A Monte Carlo scheme was used to minimize the sum of square differences between the experimental and the calculated data points by using the diffusion coefficient of both the carrier and the complex through the lipid bilayer as fitting parameters. The algorithm can be easily extended to a larger number of fitting parameters.
At each iteration, one of the fitting parameters is randomly selected and randomly varied between ± var % of its current value (typically 10%), and the entire simulation from 0 to 300 s is performed from scratch. Only the moves resulting in a decrease in the sum of square differences between the experimental and the calculated data points are accepted, otherwise the last move is rejected. All the datasets pertaining to different carrier concentrations are fitted independently. The random number generator is automatically seeded with respect to the system clock.
Such a minimization method may suffer from the starting conditions and may converge rather slowly. Thus, by taking advantage of the speed gained through the variable time-step approach (Section 2.4), a specific module was inserted in the algorithm to search for good starting values of the fitting parameters. Basically, by deciding a maximum and a minimum value for the parameters, as well as a sampling interval, a screening is performed by comparing the sum of square difference from the experimental data of the simulated curves. The initial screening should be carefully set, since the number of simulations to be performed is given by i N i , where N is the number of different values to be screened for each of the i fitting parameters.

3. Results and Discussion

All the numerical tests described here were performed by changing one parameter at a time with respect to a reference set, which is reported in Appendix A, unless differently indicated. Values for these parameters were chosen on the basis of our own experimental data, from the literature or estimated as explained in the Methods. In particular, given all the other parameters, the diffusion coefficient of the free carrier (D) and the complex (Dc) were set identical, and the value was selected in order to reach the final equilibrium during the last 50 s of the simulation.

3.1. Simulation Output

The most important result of the presented simulation model is certainly the release curve, i.e., the amount of chloride ions released in the EV solution as a function of time. This is the curve to be compared with the typical experimental data from release assays and which is analyzed to characterize and compare the transporter efficacy in terms of the initial release rate, kini [9,23]. One series of release curves, obtained by varying the carrier amount, are further analyzed to determine the carrier concentration facilitating 50% efflux of encapsulated chloride in the chosen timeframe (270 s), EC50 [9,23]. Figure 3 shows the effect of changing the carrier concentration within the present model.
Transport rate increases with increasing the amount of carrier in the system as one can expect. The initial release rate, kini, linearly increases. Release curves at all the tested carrier concentrations showed an almost linear trend up to the final equilibrium (or to the end of the simulation), corresponding to virtually 100%mol of chloride ions being released to the EV solution.

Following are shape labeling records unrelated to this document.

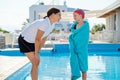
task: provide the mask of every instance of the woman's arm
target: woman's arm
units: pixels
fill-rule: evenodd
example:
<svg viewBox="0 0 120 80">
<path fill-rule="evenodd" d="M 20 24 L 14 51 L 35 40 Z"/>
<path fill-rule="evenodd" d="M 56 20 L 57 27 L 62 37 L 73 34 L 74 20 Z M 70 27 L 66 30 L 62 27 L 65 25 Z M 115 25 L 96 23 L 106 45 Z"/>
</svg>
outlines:
<svg viewBox="0 0 120 80">
<path fill-rule="evenodd" d="M 42 36 L 44 34 L 44 31 L 38 30 L 35 38 L 35 54 L 39 53 L 39 50 L 41 49 L 41 46 L 43 45 Z"/>
</svg>

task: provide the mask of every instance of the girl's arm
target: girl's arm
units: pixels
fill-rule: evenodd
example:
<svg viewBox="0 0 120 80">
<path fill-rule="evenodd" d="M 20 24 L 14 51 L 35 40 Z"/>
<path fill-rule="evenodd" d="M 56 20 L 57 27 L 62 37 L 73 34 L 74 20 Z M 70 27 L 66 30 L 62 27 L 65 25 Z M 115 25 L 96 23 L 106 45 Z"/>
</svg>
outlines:
<svg viewBox="0 0 120 80">
<path fill-rule="evenodd" d="M 44 31 L 38 30 L 35 38 L 35 54 L 39 53 L 39 50 L 41 49 L 41 46 L 44 44 L 42 41 L 42 36 L 44 34 Z"/>
</svg>

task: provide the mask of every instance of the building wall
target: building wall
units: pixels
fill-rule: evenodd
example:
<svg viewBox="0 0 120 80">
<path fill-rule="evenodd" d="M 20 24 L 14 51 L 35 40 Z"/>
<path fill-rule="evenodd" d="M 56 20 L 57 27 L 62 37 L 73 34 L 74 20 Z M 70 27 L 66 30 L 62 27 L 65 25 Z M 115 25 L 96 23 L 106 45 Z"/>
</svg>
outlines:
<svg viewBox="0 0 120 80">
<path fill-rule="evenodd" d="M 120 12 L 106 17 L 106 30 L 102 33 L 103 41 L 120 42 Z"/>
<path fill-rule="evenodd" d="M 47 12 L 48 9 L 51 7 L 56 7 L 60 9 L 63 12 L 67 12 L 67 6 L 66 5 L 44 5 L 44 4 L 39 4 L 39 5 L 32 5 L 29 8 L 29 19 L 30 22 L 33 22 L 36 19 L 42 18 L 42 16 L 39 15 L 40 12 Z"/>
<path fill-rule="evenodd" d="M 116 13 L 116 41 L 120 42 L 120 11 Z"/>
</svg>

For each of the simulated release curves, the ordinate at 270 s was extracted and reported vs. the carrier amount in Figure 3b. Moreover, the release at 270 s showed a linear dependence on the carrier concentration, from which an EC50 of 0.49%mol was obtained. Such a linear trend of the release at 270 s vs. the carrier amount is hardly observed in real systems, for which an hyperbolic/sigmoid trend is typical and data can be fitted with the Hill’s model [9,23]. This point will be discussed later (Section 3.6) but, nevertheless, the following results and considerations are shown to be consistent with the literature.
For each simulation, the concentration of each species and the moles can be monitored as a function of time in both compartments, the EV and IV solution. The results for the reference case with carrier amount equal to 1%mol to total lipid are shown in Figure 4.
The free carrier in the EV solution (purple in Figure 4) showed an almost constant concentration throughout the simulation, meaning that it works as an effective reservoir. The concentration of free carrier in the IV solution slowly increased along the simulation up to the equilibrium when the concentration in the IV solution reached that of the EV compartment. The trend of the free membrane-bound carrier (green in Figure 4) was identical, both in the EV and IV compartments, to the free unbound carrier. Their molar ratio was constant, simply reflecting the value of the carrier’s partition coefficient. As it was expected from the extremely low value of the complex formation equilibrium constant in solution, the concentration of this species (cyan in Figure 4) was quite negligible throughout the simulation, both in the EV and the IV solution. However, it is important to stress that this equilibrium is explicitly included in our model, making it flexible and applicable to a wider range of carriers. The membrane-bound complex showed the same trend, although with significant concentration, reflecting the complex partition coefficient and the large formation constant in the membrane-bound state. The trend of the free chloride ions was coherently the same.
At the beginning of the simulation, chloride concentration was maximum in the IV solution, shifting all the equilibria towards complex formation. Progressively, chloride ions were released in the EV solution thanks to the extremely low complex formation constant in solution and the almost 350 times larger EV volume compared to the IV one. Thus, chloride ion concentration in the IV solution decreased along the simulation, and correspondingly increased in the EV solution. At the equilibrium, concentration in the EV and IV solution was the same for each species, with the molar ratio simply reflecting the corresponding equilibrium constants. Finally, Figure 4b shows how, besides free chloride ions, the most abundant species are always the ones in the EV solution (but the complex in solution), while the amount of all the species in the IV solution is less by orders of magnitude. This is directly related to the EV/IV volume ratio.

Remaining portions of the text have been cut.